Erro, acidente de percurso. Eu erro sempre, sempre. Semana passada eu fui esculachada por uma fonte porque escrevi que ele tocava 'rock com pegada blues' e na verdade, segundo a fonte, é 'blues com pegada rock'. Erro, engano. A gente tá passível disso, sim. Agora, dizer com todas as letras que 'doença do gato' mata uma pessoa de forma alarmante, sem levar em conta todo o resto, sem explicar direito que a toxo é transmitida ao ingerir as fezes do gato, e que comer carne bovina e verdura mal lavada é a forma de contaminação real, e ainda repetir 'doença de gato' várias vezes na matéria? cinco minutos de pesquisa no google e tudo teria sido esclarecido. Isentar a própria culpa, culpar a pressa, culpar o editor. Algumas vezes todos esses fatores tem culpa sim. Nessa matéria provavelmente também, a repórter deve ter sido prejudicada por vários fatores ao redor dela. Mas não dá mais pra gente se isentar de responsabilidade.
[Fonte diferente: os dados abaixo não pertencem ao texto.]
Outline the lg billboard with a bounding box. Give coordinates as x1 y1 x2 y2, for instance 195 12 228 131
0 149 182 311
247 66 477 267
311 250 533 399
A consequência, infelizmente, foi aqui fora.

Ontem à noite uma protetora conhecida me chamou por inbox e disse: "acabei de recolher dois gatos abandonados pelos donos, que disseram ter visto a matéria e que não queriam morrer de toxo". Uma era uma gatinha que havia recém parido 6 filhotes. A protetora recolheu ela e toda a ninhada, mesmo sem espaço e sem lar temporário. O outro gato foi de um senhor morador de um prédio luxuoso. Era do filho dele, de 6 anos. A criança chorou desconsolada na porta do edifício e o pai disse "eu li aquela matéria e não quero arriscar a vida do meu filho".

Critiquem à vontade. Mas meu pensamento o tempo todo estava com quem vai lidar com as consequências reais do jornalismo, aqui do lado de fora da redação. Naquele momento, eu não tive a menor empatia pelo repórter por dois motivos: primeiro, nosso empregador é o primeiro de muitos. Segundo: eu sabia exatamente a consequência daquela matéria, e sabia que aquele erro foi por uma mera falta de pesquisa. Poderia ser diferente. E eu continuo sendo repórter. Não dá mais pra pensar que eu estou acima de tudo porque eu sou jornalista. Meu texto é a minha maior arma. Machismo e preconceito não serão mais tolerados, porque esse tipo de coisa não é um mero e simples erro de percurso. Vamos analisar melhor nosso discurso e sair dos lugares comuns, e tem que ser já. Nosso empregador não vai fazer isso pela gente. Em tempos de passaralho, é hora de parar de se isentar dos próprios erros e assumir, de frente, que nós temos responsabilidade pelo que escrevemos.

Não dá mais pra nós, que somos os formadores de opinião, continuarmos nos isentando da responsabilidade dos nossos atos. Simplesmente não dá.